CUDA + StaticArrays weird dynamic function invocation

Hi,
I have a weird issue that is somewhat related to this thread.

When using StaticArrays within a CUDA kernel, it seems to be necessary to add @inbounds before converting arrays/views to static arrays, otherwise this leads to a an unsupported dynamic function call error due to these lines in StaticArrays.jl.
Throwing @inbounds before the converts/Sarray-constructors elides the boundscheck and thus these lines are never hit.

At least in theory.
In the following I have a small example function that compiles and runs fine if executed from the REPL.
If this same function is called from with a test (standard Test.jl), then the kernel compilation fails with the same error

Reason: unsupported dynamic function invocation (call to dimension_mismatch_fail(SA::Type, a::AbstractArray) @ StaticArrays ~/julia-depots/gpu/packages/StaticArrays/oOCPP/src/convert.jl:195)

even though the @inbounds statements are there.

I’m a bit out of ideas now… Is this due to the inbounds marker not being propagated due to different inlining behaviour in tests/non-tests?
I tried various things including setting the always_inline parameter for cufunction, but nothing helped. I might be hunting a red herring here…

Here’s a MWE:

dummy MWE
using CUDA
using StaticArrays


function staticarrays()
    function canonical_kernel(::Val{N}, out, array3, matrix, vector) where {N}
        idx = (blockIdx().x - 1) * blockDim().x + threadIdx().x
        rotation = view(array3, :, :, idx)
        column = view(matrix, :, idx)
        for i in 1:N 
            val = vector[i]
            for j in 1:N
                val += rotation[i, j] * column[j]
            end
            CUDA.@atomic out[i] += val
        end
        nothing
    end

    function sa_kernel(::Val{N}, out, array3, matrix, vector) where {N}
        idx = (blockIdx().x - Int32(1)) * blockDim().x + threadIdx().x
        column = view(matrix, :, idx)
        rotation = view(array3, :, :, idx)
        @inbounds column_static = SVector{N}(column)  # @inbounds is required!
        @inbounds rotation_static = SMatrix{N, N}(rotation)  # @inbounds is required!
        val = rotation_static * column_static + vector
        for i in 1:N 
            val_i = val[i]
            CUDA.@atomic out[i] += val_i
        end
        nothing
    end

    N = 3
    S = 10
    svector = @SVector randn(Float32, N)
    vector = cu(svector)
    matrix = CUDA.randn(N, S)
    array3 = CUDA.randn(N, N, S)
    out_sa = fill!(similar(matrix, N), 0)
    out_canonical = fill!(similar(matrix, N), 0)
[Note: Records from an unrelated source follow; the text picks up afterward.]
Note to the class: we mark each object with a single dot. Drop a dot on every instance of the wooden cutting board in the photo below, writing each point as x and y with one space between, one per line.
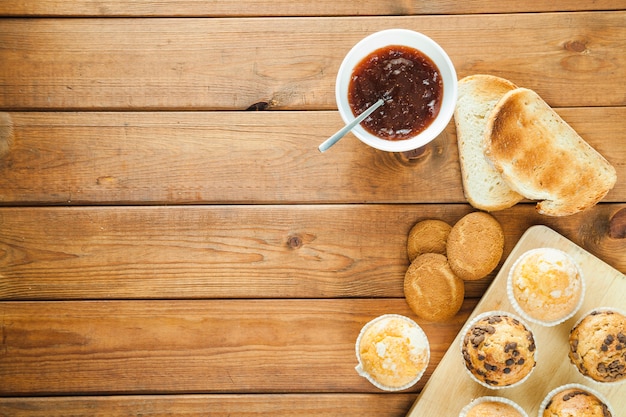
450 388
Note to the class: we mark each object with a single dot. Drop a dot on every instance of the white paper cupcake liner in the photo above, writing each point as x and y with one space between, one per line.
485 399
564 387
586 377
477 319
370 378
518 308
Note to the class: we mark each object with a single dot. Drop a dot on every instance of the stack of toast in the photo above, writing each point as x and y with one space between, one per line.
514 146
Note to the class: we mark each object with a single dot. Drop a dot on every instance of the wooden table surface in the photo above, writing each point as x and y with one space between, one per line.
164 251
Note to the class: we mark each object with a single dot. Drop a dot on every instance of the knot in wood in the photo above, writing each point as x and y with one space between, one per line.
415 153
294 242
260 106
575 46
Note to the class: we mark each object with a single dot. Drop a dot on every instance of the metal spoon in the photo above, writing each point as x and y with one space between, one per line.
342 132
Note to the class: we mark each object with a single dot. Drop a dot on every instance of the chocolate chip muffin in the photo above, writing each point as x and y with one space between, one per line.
427 236
498 350
475 246
574 400
598 346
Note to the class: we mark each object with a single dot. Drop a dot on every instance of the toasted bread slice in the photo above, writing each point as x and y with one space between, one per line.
484 187
543 158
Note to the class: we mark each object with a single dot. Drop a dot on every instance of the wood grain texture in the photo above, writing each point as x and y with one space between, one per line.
212 64
215 405
240 157
257 8
209 346
187 252
605 287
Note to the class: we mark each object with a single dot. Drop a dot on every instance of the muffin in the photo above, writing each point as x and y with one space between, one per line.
498 350
475 246
431 289
598 346
492 407
427 236
574 400
393 352
546 286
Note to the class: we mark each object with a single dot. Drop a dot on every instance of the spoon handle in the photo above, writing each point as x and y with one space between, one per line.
342 132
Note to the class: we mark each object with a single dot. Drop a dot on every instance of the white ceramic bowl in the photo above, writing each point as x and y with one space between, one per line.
427 47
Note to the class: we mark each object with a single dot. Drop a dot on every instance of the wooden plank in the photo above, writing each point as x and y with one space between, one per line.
243 252
204 346
193 63
288 8
605 287
238 157
215 405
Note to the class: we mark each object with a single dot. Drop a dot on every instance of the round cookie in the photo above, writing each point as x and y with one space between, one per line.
431 289
598 346
427 236
475 246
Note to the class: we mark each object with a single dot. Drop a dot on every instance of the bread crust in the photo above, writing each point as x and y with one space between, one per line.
543 158
484 187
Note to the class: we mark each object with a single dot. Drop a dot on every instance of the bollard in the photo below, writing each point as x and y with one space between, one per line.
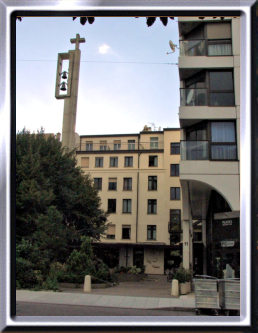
174 288
87 284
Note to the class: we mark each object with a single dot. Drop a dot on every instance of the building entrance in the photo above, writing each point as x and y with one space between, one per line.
138 257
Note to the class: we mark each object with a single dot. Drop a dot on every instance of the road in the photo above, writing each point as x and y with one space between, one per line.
41 309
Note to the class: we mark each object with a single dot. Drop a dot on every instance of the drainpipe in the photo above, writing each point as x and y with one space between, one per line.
137 199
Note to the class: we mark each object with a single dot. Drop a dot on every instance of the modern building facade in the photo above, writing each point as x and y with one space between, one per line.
137 176
209 70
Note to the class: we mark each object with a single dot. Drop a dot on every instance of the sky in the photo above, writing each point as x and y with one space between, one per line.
126 78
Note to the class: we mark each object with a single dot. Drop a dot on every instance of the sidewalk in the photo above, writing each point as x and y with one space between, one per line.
78 297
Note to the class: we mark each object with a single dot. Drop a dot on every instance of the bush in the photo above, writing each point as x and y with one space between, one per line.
25 275
182 275
50 284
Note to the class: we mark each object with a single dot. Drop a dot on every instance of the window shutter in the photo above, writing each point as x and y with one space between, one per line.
219 31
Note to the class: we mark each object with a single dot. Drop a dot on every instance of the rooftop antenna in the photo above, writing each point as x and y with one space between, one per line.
153 124
173 47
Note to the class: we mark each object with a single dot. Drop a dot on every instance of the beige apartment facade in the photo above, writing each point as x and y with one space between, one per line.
137 176
209 113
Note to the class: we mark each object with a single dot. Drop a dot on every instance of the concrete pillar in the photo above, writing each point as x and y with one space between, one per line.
175 288
87 284
204 241
70 105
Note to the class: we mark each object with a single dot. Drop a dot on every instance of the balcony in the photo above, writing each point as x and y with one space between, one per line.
202 47
123 146
174 228
205 150
202 97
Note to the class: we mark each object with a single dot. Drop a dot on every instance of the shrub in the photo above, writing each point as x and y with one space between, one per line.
25 275
50 284
181 275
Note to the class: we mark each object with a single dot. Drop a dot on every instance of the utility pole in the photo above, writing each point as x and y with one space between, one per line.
71 95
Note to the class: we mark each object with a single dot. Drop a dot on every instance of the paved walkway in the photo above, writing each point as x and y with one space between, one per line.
150 294
133 302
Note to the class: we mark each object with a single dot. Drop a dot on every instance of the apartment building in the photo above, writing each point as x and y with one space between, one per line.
137 176
209 70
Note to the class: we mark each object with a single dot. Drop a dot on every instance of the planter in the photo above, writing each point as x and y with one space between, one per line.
130 277
183 288
80 286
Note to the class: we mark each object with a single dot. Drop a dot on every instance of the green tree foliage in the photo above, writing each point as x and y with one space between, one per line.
56 203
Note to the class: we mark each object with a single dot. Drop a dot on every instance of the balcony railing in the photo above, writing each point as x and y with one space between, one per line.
174 228
205 150
202 47
193 97
201 97
194 150
110 146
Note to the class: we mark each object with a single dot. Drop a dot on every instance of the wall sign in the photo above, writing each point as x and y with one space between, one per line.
226 223
227 243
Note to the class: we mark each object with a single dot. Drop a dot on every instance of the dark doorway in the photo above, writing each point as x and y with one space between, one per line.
172 259
138 257
198 258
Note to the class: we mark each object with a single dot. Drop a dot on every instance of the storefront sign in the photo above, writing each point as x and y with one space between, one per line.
227 243
226 223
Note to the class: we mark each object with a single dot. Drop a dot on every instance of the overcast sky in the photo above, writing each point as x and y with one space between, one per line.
139 87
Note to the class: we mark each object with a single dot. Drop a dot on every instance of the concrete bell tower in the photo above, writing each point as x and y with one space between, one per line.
69 85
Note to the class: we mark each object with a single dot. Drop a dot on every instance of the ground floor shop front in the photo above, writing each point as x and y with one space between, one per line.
155 258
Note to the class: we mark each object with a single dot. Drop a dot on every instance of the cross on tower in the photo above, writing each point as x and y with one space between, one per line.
77 40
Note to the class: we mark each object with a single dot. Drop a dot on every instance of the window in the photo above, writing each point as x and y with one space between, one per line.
174 193
112 205
127 184
175 220
154 143
174 170
152 206
99 162
128 161
103 145
131 144
85 162
112 184
223 141
152 183
175 148
113 162
221 89
151 232
127 205
126 232
98 183
197 236
153 161
111 231
117 144
89 145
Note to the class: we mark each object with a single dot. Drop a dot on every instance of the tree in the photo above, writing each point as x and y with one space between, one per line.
56 203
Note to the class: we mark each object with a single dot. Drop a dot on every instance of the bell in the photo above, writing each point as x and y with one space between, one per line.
63 87
64 76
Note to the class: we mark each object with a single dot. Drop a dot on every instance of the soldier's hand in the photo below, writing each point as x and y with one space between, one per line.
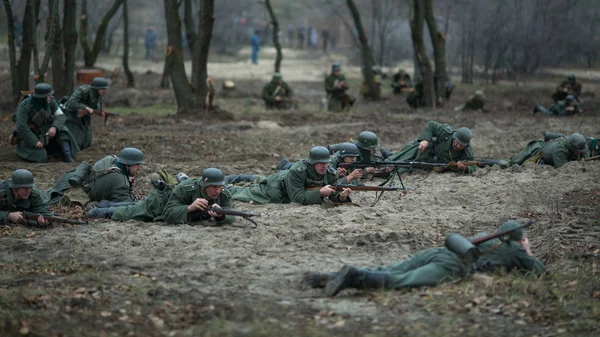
345 194
42 221
356 174
199 204
342 171
16 217
326 191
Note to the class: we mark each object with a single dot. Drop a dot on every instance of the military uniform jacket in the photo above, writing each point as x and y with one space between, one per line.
109 181
509 255
272 89
556 153
332 89
83 97
440 148
8 204
184 195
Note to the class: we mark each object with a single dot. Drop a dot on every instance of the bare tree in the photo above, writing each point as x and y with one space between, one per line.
128 73
90 54
276 43
190 95
424 65
366 52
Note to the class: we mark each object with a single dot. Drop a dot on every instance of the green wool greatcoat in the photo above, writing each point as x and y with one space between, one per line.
508 255
426 268
289 186
185 194
34 117
440 148
33 204
272 89
337 98
149 209
554 152
81 127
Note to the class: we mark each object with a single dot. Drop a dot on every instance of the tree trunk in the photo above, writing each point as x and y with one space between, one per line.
276 43
128 74
90 54
40 70
366 52
438 40
416 27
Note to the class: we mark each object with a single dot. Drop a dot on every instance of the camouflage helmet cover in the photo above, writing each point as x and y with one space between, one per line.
131 156
366 140
21 178
318 154
576 142
212 177
42 90
99 83
463 136
511 224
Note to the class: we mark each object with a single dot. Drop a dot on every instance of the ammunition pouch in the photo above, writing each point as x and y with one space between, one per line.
462 247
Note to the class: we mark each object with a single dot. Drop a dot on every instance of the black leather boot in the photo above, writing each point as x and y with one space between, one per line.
66 150
101 212
351 277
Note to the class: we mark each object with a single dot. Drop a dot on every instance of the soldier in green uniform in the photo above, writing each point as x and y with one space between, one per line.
109 180
335 87
401 82
475 102
80 108
291 185
194 200
19 195
568 87
277 93
438 143
555 152
434 266
41 128
565 107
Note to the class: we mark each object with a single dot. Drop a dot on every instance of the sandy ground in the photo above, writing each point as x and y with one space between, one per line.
151 279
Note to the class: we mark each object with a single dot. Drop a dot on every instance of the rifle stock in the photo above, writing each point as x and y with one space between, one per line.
52 218
245 215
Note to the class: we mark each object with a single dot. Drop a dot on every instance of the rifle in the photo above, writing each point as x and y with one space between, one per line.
465 248
99 112
245 215
52 218
378 189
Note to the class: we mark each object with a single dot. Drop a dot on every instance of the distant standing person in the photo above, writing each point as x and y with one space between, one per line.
255 43
150 42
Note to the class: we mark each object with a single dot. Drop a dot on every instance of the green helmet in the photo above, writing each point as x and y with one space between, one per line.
348 150
318 154
276 77
42 90
463 136
131 156
212 177
366 140
576 142
21 178
99 83
511 224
    canonical_args = (Val(N), out_canonical, array3, matrix, vector)
    sa_args = (Val(N), out_sa, array3, matrix, svector)
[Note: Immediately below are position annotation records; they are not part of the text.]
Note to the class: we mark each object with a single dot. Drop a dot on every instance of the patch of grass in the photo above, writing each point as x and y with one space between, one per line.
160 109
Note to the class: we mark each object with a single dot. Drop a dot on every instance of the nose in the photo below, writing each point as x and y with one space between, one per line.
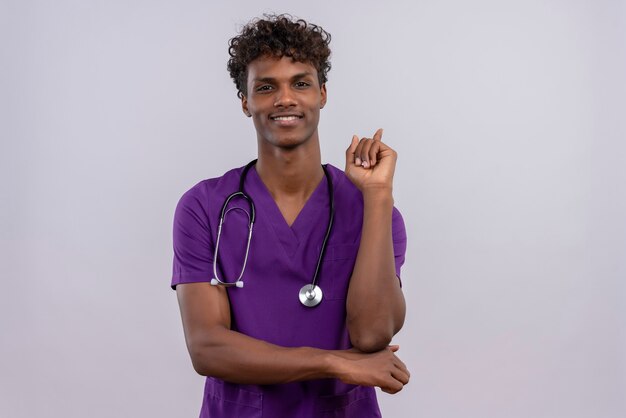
285 98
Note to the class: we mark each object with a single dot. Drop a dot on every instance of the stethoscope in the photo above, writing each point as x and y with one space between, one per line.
310 295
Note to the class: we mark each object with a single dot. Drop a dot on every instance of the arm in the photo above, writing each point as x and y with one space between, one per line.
218 351
375 304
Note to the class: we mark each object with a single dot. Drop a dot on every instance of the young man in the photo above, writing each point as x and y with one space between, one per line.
308 335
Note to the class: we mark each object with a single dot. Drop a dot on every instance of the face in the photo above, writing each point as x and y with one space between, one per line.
284 100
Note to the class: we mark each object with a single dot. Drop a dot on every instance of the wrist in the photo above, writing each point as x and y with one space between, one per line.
378 194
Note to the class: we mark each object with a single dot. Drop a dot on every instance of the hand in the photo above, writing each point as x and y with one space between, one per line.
383 369
370 163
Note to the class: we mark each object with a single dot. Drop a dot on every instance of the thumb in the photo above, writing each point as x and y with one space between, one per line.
351 149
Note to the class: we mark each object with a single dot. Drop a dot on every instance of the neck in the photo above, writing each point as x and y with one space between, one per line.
290 173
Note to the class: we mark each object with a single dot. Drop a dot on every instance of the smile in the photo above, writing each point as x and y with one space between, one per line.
288 117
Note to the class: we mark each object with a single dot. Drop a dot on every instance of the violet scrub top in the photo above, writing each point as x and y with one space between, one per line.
282 259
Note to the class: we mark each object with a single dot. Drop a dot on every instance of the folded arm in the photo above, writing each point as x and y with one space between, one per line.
218 351
375 303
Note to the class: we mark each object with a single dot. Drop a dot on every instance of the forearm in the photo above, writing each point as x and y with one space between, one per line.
375 304
237 358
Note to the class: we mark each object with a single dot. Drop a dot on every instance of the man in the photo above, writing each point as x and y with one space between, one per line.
308 335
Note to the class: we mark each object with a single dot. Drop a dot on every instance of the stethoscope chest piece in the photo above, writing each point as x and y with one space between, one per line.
310 295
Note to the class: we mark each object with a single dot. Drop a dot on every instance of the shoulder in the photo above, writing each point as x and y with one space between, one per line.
210 189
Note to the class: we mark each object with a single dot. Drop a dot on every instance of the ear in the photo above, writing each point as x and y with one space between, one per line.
244 106
324 96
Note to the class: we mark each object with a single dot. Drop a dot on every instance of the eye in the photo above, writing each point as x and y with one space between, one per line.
264 88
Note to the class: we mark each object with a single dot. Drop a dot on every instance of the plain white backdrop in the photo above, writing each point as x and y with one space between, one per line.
508 117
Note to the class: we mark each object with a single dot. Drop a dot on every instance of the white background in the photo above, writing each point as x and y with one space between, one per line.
508 117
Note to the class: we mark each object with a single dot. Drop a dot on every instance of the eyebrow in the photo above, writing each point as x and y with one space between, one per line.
294 77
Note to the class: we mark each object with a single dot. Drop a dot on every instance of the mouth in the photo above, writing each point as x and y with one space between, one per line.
286 119
291 116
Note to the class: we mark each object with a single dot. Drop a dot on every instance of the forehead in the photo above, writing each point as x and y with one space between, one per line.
278 68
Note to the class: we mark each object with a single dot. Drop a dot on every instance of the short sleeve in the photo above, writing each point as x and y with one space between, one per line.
192 238
399 239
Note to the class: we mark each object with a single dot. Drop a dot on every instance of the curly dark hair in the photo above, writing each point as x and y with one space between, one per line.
278 36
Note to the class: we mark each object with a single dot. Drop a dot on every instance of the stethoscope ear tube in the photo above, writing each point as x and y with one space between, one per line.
215 281
310 295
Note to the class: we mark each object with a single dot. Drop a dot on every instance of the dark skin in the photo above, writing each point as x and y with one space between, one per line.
284 99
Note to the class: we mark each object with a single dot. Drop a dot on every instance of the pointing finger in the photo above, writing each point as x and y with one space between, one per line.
351 149
378 135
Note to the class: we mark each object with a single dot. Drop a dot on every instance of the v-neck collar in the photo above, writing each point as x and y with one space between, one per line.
288 236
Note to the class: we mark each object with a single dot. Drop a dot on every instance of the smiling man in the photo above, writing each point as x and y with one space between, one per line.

    let kernel = @cuda launch=false sa_kernel(sa_args...)
        available_threads = launch_configuration(kernel.fun).threads

        threads = min(S, available_threads)
        blocks = cld(S, threads)

        kernel(sa_args...; threads, blocks)
    end

    let kernel = @cuda launch=false canonical_kernel(canonical_args...)
        available_threads = launch_configuration(kernel.fun).threads

        threads = min(S, available_threads)
        blocks = cld(S, threads)

        kernel(canonical_args...; threads, blocks)
    end

    out_sa, out_canonical
end

As I’ve said, the example works if I call staticarrays() from the REPL, but it fails with above error if the same function is called within a Tests.jl @testset.

Aside from this issue, what’s the general view on CUDA + StaticArrays? Is it recommended not to use SA within a kernel?

I’ve just quickly made that MWE a package to make this very easy to reproduce:
CUSA.jl

what works:

julia> using CUSA

julia> staticarrays()
(Float32[14.372921, -0.6995831, 6.592437], Float32[14.372921, -0.69958264, 6.5924377])

what doesn’t:

(CUSA) pkg> test
     Testing CUSA

.
.
.

CUDA + Staticarrays: Error During Test at /home/le58wel/Repos/CUSA/test/runtests.jl:4
  Got exception outside of a @test
  InvalidIRError: compiling MethodInstance for (::CUSA.var"#sa_kernel#2")(::Val{3}, ::CUDA.CuDeviceVector{Float32, 1}, ::CUDA.CuDeviceArray{Float32, 3, 1}, ::CUDA.CuDeviceMatrix{Float32, 1}, ::StaticArraysCore.SVector{3, Float32}) resulted in invalid LLVM IR
  Reason: unsupported call to an unknown function (call to julia.new_gc_frame)
  Reason: unsupported call to an unknown function (call to julia.push_gc_frame)
  Reason: unsupported call to an unknown function (call to julia.get_gc_frame_slot)
  Reason: unsupported dynamic function invocation (call to dimension_mismatch_fail(SA::Type, a::AbstractArray) @ StaticArrays ~/julia-depots/gpu/packages/StaticArrays/oOCPP/src/convert.jl:195)

Any help or thoughts appreciated!

Pkg.test runs with --check-bounds=yes, forcing bounds checks even if @inbounds is present.

1 Like